Overcoming Training Fatigue
Organizations are attempting to re-awaken their workforce and eliminate “check the box” activities. As an advisor, I’ve witnessed a shift toward greater adoption of blended learning strategies. Organizations also are becoming acutely aware of the multi-generational dynamics and the need to adopt a more learner-centered curriculum.
As a result, companies are mixing learning tools and resources to create more personalized, dynamic, and relevant learning experiences. These strategies include promoting more adaptive, social, and collaborative learning, such as gamified courses and mobile learning. Blended learning keeps E&C training relevant, interactive, and promotes more ownership of the learning outcomes. The participant can truly shift from being a passive learner to an active decision maker.
Spotlight on Tone in the Middle
Managers are being encouraged or even measured around their role in driving regular discussions with their teams around ethics and compliance. Frontline management is in the best position to translate abstract and complex issues into relatable learning. Compliance policies and guidelines can sometimes be dense and difficult to process.
Information Overload
In our hyper-connected environment, employees are bombarded volumes of information. Having walked the halls of many organizations—interviewing and running focus groups on effective training—one resonating comment is the exasperation employees feel as a result of information overload.
Employees welcome guidance that filters the truly critical components relevant to their ability to impact the business. By providing the right tools to local management to engage a dialogue with their teams on risk-based issues allows employees to draw the linkage back to the purpose and mission and formulate relatable scenarios.
Why Have a Conversation?
First off, in the context of developing effective E&C education programs, a dialogue can “break the ice” and start a real conversation in the company. Ultimately, this helps reinforce important messages and surface potential risk gaps. Fear of speaking up is a real problem for many organizations. More importantly, though, there is a human element of intuition and emotive motivation.
Albert Bandura’s social learning theory asserts that at the most basic levels of human interaction, people learn from each other through observation, imitation and modeling behavior. Behavior change does not happen overnight. But as anyone can relate, when you are seeking to affect your own personal goals, it starts with recognizing the problem and becoming self-aware of the need for change. Understanding the steps to reach your goals and building the skills through “learning by doing” takes consistent practice and reinforcement. Regular dialogue, coaching, and feedback help sustain the behavior and promote newer and more efficient ways to properly handle difficult situations.
Consider how it feels when participate in or a group fitness challenge or teambuilding exercise. We are interconnected and motivated through social learning and the first step is to reach out and start a conversation. As organizations seek to build healthier, ethical cultures that mitigate risk and drive more sustainable business practices, the conversation should start at the top.

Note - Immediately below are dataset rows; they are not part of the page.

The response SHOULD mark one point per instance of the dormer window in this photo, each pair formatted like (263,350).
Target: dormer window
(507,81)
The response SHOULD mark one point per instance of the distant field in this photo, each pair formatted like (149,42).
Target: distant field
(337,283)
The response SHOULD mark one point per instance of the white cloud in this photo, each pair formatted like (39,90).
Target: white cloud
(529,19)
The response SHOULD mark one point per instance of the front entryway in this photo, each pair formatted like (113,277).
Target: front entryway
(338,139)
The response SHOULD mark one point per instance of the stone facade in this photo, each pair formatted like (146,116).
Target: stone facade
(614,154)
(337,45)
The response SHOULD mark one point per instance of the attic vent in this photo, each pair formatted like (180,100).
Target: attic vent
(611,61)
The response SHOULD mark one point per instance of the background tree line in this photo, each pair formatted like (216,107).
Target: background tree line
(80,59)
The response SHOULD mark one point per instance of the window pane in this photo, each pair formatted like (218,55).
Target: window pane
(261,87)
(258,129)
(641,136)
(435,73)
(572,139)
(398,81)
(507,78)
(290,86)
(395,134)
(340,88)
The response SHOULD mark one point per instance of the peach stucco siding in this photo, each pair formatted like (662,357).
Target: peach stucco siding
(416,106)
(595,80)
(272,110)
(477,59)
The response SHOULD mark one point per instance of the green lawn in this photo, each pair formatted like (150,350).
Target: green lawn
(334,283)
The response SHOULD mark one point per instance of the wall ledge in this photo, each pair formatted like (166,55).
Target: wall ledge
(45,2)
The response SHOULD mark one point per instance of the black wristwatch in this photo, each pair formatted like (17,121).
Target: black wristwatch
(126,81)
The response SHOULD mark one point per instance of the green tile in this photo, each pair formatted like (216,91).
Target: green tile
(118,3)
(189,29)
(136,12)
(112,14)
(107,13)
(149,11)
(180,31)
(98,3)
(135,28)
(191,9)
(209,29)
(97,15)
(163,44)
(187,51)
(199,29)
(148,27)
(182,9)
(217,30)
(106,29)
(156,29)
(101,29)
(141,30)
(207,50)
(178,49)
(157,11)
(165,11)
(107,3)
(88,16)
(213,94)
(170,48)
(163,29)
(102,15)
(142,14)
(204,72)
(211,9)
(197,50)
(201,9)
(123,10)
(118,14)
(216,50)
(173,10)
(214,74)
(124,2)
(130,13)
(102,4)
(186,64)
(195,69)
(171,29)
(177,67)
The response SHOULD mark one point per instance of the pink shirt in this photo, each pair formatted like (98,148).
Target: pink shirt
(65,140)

Manager-led guidance, peer interaction and feedback play a critical component in sustaining the dialogue. According to data from LRN’s Ethics and Compliance Program Effectiveness Index (PEI), highly effective programs demonstrate two major factors: 1) visible commitment from senior management and 2) senior-level motivation to middle management to expressly address ethics and compliance issues.
Here’s How to Get Started
Many organizations are developing toolkits—electronic versions of “meetings in a box”— that contain resources, case studies, facilitator guides, and other learning aids to help bring values to life. Discussion-based training that explores challenging, gray-area situations can have the most impact. Keeping these materials fresh and revised as a dynamic toolbox is critical to ensure the case discussions stay close to the relevant issues.
Similarly, some organizations collect real stories from employee participants to enrich the case discussion. Others drive promotional activities to nominate and recognize powerful stories of change, growth, mitigating risk, failure. Real stories help crystalize the message and align a global workforce around the organization’s core values and day to day operations.